Re: [zfs-discuss] zfs set readonly=on does not entirely go into read-only mode

2010-08-27 Thread Ian Collins

On 08/28/10 11:13 AM, Robert Milkowski wrote:

Hi,

When I set readonly=on on a dataset then no new files are allowed to 
be created.

However writes to already opened files are allowed.

This is rather counter intuitive - if I set a filesystem as read-only 
I would expect it not to allow any modifications to it.


I think it shouldn't behave this way and it should be considered as a 
bug.


What do you think?


No.

Think of this from the perspective of an application. How would write 
failure be reported?  open(2) returns EACCES if the file can not be 
written but there isn't a corresponding return from write(2).  Any open 
file descriptors would have to be updated to reflect the change of 
access and the application would end up with an unexpected error return 
(EBADF?).


If the application has been given permission to open a file for writing 
and this permission is unexpectedly revoked, strange things my happen.  
The file being written would be in an inconsistent state.


I think it is better to let write operation complete and leave the file 
in a consistent state.


--

Ian.

___
zfs-discuss mailing list
zfs-discuss@opensolaris.org
http://mail.opensolaris.org/mailman/listinfo/zfs-discuss


Re: [zfs-discuss] zfs set readonly=on does not entirely go into read-only mode

2010-08-27 Thread Ian Collins

On 08/28/10 12:05 PM, Ian Collins wrote:

On 08/28/10 11:13 AM, Robert Milkowski wrote:

Hi,

When I set readonly=on on a dataset then no new files are allowed to 
be created.

However writes to already opened files are allowed.

This is rather counter intuitive - if I set a filesystem as read-only 
I would expect it not to allow any modifications to it.


I think it shouldn't behave this way and it should be considered as a 
bug.


What do you think?


No.

Think of this from the perspective of an application.
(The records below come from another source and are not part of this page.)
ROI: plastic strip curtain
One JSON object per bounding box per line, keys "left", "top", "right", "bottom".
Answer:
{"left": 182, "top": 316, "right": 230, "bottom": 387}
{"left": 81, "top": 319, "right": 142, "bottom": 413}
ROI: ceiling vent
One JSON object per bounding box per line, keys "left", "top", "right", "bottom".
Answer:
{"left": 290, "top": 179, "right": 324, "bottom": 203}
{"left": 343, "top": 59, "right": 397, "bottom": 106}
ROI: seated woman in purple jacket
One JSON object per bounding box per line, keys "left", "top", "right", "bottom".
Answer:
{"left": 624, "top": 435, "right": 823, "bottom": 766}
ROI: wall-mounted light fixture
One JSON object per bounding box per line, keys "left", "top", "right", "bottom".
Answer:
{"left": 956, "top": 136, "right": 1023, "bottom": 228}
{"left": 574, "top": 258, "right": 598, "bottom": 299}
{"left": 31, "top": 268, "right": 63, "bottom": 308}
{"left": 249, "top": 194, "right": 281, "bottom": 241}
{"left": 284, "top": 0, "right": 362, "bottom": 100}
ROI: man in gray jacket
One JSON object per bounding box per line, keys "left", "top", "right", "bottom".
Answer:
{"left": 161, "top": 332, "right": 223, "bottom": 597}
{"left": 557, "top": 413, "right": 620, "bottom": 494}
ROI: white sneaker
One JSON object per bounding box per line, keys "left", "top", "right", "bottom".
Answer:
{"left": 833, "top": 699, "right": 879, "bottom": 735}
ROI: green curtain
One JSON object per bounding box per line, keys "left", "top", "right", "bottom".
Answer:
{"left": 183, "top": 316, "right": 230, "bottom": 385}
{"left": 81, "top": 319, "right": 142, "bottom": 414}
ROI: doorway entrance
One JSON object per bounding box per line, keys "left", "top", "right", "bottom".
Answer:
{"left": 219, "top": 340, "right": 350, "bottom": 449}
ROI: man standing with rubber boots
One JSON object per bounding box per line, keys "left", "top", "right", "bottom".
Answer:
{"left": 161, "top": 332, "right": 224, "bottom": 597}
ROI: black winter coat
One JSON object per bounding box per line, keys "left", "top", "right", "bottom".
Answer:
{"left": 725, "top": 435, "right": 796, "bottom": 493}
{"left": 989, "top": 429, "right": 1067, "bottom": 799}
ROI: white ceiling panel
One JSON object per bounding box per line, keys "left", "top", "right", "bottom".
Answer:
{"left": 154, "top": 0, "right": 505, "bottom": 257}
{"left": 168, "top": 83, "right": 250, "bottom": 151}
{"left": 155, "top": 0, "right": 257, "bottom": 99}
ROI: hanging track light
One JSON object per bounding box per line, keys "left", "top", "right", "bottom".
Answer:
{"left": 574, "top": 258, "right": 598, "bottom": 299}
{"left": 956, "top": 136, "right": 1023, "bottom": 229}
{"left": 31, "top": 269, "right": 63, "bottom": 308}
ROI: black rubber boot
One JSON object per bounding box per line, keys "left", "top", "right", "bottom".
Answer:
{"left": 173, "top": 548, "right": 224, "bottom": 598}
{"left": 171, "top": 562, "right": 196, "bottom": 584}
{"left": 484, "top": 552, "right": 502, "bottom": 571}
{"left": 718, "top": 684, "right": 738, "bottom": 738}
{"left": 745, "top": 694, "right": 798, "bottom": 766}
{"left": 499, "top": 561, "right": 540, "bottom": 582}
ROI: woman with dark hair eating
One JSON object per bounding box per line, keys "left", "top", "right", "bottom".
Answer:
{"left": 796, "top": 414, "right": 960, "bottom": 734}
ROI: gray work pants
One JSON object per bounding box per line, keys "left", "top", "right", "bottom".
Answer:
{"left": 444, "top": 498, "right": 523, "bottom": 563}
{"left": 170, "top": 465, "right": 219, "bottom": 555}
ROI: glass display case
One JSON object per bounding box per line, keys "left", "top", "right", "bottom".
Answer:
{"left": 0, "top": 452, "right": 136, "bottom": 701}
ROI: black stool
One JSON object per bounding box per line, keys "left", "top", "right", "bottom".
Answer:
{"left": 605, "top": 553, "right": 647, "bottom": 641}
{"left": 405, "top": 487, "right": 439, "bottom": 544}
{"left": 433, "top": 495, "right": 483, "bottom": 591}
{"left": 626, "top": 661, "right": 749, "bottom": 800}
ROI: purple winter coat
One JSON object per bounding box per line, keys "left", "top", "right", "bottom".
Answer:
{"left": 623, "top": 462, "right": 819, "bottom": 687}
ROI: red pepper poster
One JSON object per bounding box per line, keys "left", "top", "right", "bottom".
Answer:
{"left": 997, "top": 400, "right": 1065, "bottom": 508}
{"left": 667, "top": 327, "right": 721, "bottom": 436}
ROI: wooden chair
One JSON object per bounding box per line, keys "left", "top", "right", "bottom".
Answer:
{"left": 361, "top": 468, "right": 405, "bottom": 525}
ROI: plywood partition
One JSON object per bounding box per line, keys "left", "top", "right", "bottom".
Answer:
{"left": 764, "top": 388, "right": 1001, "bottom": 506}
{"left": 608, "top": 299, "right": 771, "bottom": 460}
How would write 
failure be reported?  open(2) returns EACCES if the file can not be 
written but there isn't a corresponding return from write(2).  Any 
open file descriptors would have to be updated to reflect the change 
of access and the application would end up with an unexpected error 
return (EBADF?).


If the application has been given permission to open a file for 
writing and this permission is unexpectedly revoked, strange things my 
happen.  The file being written would be in an inconsistent state.


I think it is better to let write operation complete and leave the 
file in a consistent state.


Following on from my own reply, I think that if there is a bug, it it 
letting the change occur when there are open files.  Setting the 
filesystem read-only is effectively remounting it (the equivalent on 
other filesystems) so it should behave in the same way as an unmount in 
the presence of open files.


--
Ian.

___
zfs-discuss mailing list
zfs-discuss@opensolaris.org
http://mail.opensolaris.org/mailman/listinfo/zfs-discuss


Re: [zfs-discuss] zfs set readonly=on does not entirely go into read-only mode

2010-08-27 Thread Nicolas Williams
On Sat, Aug 28, 2010 at 12:05:53PM +1200, Ian Collins wrote:
 Think of this from the perspective of an application. How would
 write failure be reported?  open(2) returns EACCES if the file can
 not be written but there isn't a corresponding return from write(2).
 Any open file descriptors would have to be updated to reflect the
 change of access and the application would end up with an unexpected
 error return (EBADF?).

EROFS.  But write(2) isn't supposed to return EROFS.  NFSv3's and v4's
write ops are allowed to return the NFS equivalent of EROFS, and so
typically NFS clients do cause write(2) to return EROFS in such cases
(but then, NFS isn't fully POSIX).

write(2) can return EIO though, and, IIRC, the BSD revoke(2) syscall
arranges for just that to be returned by write(2) calls on revoked
fildes.

IMO EROFS and EIO would both be OK.  It might be a good idea to require
a force option to make a change that would cause non-POSIX behavior.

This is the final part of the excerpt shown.